Porphiromonas gingivalis dan Staphilococus aureus yang banyak ditemukan pada

kasus gingivitis dan periodontitis. Aplikasi asam hialuronat gel pada luka bekas operasi

terbukti secara klinis menghambat kontaminasi bakteri dan mencegah infeksi serta

mempercepat penyembuhan luka (Jyoti dkk., 2010). Menurut Kapoor dan Sachdeva

(2011) fungsi utama dari dari asam hialuronat adalah mempercepat penyembuhan luka,

mediator antiinflamasi, proliferasi dan migrasi sel, angiogenesis serta reepithelisasi

melalui proliferasi sel basal keratin. Dalam perawatan gingivitis dan periodontitis,

aplikasi topikal asam hialuronat juga sebagai antibakteri setelah tindakan scaling dan

root planing.

4
B. Rumusan Permasalahan

Berdasarkan uraian tersebut timbul permasalahan apakah terdapat perbedaan

efektivitas antimikroba antara asam hialuronat 2 % dan metronidazol gel 25 % terhadap

bakteri anaerob sebagai terapi tambahan setelah kuretase pada periodontitis kronis?

C. Tujuan Penelitian

Penelitian ini dilakukan dengan tujuan umum untuk mengetahui manfaat

penggunaan asam hialuronat dalam bidang kedokteran gigi. Tujuan khusus dari

penelitian untuk mengetahui perbedaan efektivitas antimikroba asam hialuronat 2 %

dan metronidazol gel 25 % terhadap bakteri anaerob sebagai terapi tambahan setelah

kuretase pada periodontitis kronis.

D. Manfaat Penelitian

Penelitian ini diharapkan memberikan manfaat :

1. Sebagai sumbangan pengetahuan dalam bidang Periodonsia tentang perbedaan

efektivitas antimikroba asam hialuronat 2 % dan metronidasol gel 25 % terhadap

bakteri anaerob pada periodontitis kronis setelah kuretase.

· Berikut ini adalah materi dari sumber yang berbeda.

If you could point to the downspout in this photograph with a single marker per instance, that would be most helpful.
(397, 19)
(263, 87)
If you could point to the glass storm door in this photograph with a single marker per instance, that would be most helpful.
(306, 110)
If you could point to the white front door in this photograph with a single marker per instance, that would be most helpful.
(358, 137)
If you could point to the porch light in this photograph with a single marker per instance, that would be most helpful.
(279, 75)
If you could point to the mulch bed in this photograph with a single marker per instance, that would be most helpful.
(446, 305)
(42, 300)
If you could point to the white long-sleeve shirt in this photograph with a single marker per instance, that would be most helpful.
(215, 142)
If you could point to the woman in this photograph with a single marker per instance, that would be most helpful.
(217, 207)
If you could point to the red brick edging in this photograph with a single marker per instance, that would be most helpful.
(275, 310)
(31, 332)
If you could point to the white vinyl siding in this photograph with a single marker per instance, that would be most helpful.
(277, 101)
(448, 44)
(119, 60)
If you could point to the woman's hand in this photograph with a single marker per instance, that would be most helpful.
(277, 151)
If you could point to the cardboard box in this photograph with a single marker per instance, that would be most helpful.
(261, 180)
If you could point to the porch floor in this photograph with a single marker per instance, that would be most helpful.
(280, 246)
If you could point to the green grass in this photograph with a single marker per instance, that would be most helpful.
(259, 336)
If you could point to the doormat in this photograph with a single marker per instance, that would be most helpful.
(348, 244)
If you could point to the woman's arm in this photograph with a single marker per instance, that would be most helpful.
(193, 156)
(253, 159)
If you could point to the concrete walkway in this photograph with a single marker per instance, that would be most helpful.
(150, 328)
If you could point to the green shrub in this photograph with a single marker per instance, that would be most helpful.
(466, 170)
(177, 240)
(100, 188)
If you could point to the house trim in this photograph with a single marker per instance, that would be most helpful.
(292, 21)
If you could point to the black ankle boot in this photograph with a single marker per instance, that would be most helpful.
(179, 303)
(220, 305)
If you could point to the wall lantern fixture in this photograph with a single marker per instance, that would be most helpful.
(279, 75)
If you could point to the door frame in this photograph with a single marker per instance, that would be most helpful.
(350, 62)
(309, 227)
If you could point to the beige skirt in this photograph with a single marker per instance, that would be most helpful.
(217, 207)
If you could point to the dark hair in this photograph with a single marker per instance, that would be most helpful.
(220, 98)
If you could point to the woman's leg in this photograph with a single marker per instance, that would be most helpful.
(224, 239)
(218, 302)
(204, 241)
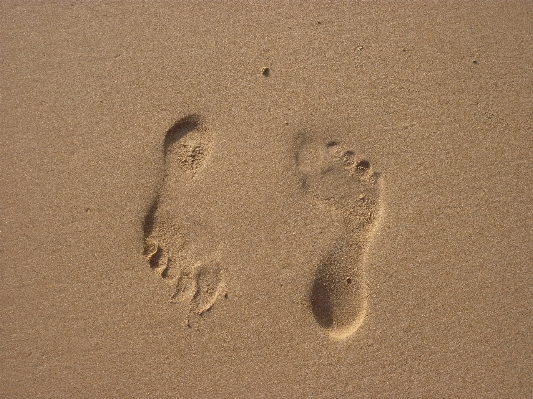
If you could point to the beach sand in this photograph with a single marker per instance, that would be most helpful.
(288, 199)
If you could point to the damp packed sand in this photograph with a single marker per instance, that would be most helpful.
(327, 199)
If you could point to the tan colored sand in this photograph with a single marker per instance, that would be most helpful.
(438, 97)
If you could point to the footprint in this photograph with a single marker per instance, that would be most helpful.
(183, 251)
(345, 186)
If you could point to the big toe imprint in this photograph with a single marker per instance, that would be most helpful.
(345, 186)
(183, 252)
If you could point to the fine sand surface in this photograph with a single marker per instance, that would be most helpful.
(236, 200)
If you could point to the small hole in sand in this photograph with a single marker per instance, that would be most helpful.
(363, 165)
(348, 158)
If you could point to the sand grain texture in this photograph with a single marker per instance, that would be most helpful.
(294, 200)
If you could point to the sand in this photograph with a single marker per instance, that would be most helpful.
(285, 199)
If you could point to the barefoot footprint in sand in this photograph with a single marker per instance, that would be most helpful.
(183, 252)
(346, 187)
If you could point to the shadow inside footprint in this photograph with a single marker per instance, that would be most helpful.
(179, 130)
(321, 303)
(348, 189)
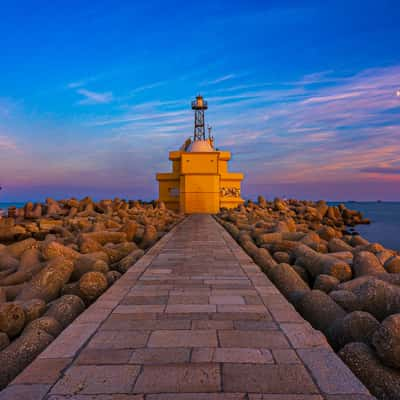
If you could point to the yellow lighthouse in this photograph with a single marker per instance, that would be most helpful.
(199, 181)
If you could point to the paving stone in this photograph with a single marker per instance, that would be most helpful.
(138, 309)
(144, 300)
(197, 396)
(95, 379)
(118, 340)
(303, 335)
(249, 325)
(193, 319)
(227, 300)
(178, 378)
(285, 356)
(211, 324)
(191, 308)
(231, 355)
(253, 339)
(160, 356)
(285, 397)
(188, 299)
(181, 338)
(118, 322)
(24, 392)
(91, 356)
(69, 341)
(42, 371)
(330, 373)
(277, 378)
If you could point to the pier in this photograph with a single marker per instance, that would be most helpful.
(194, 318)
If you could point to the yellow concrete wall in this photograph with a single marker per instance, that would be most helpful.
(199, 163)
(200, 183)
(199, 203)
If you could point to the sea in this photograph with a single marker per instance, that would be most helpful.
(384, 216)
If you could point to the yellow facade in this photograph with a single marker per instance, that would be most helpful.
(200, 182)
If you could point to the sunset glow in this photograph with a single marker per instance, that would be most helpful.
(92, 101)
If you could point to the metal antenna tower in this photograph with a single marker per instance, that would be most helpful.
(199, 106)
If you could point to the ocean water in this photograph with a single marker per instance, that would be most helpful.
(385, 222)
(384, 216)
(4, 206)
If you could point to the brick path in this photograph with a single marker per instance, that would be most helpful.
(195, 318)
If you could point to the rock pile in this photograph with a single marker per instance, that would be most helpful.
(343, 285)
(57, 258)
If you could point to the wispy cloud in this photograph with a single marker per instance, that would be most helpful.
(147, 87)
(223, 78)
(6, 143)
(95, 97)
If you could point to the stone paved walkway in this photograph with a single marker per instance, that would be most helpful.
(195, 318)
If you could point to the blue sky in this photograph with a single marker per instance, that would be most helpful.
(93, 95)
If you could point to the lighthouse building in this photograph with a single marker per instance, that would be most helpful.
(200, 181)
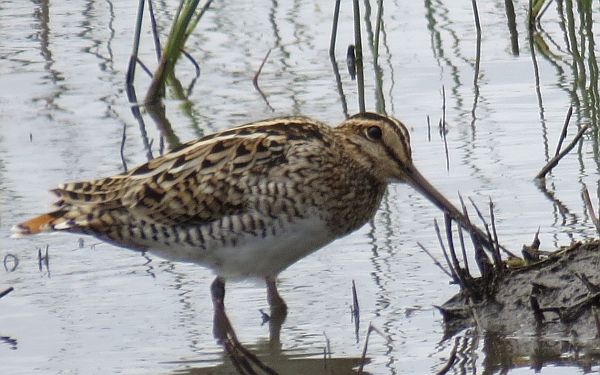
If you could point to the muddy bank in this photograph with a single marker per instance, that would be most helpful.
(540, 311)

2. Memberikan informasi ilmiah mengenai alternatif perawatan setelah tindakan

kuretase selain metronidazol gel 25 % yang selama ini digunakan.

5
E. Keaslian Penelitian

Pinazar dkk., (2001) meneliti tentang Bacteriostatic effect of hyaluronic acid.

Stesel dan Flores (1996) pernah melakukan penelitian tentang Topical metronidazole

application compare with subgingival scaling. Sepengetahuan penulis penelitian tentang

perbedaan efektivitas antimikroba asam hialuronat 2 % dan metronidazol gel 25 %

terhadap bakteri anaerob sebagai terapi tambahan setelah kuretase pada periodontitis

kronis belum pernah dilakukan sebelumnya.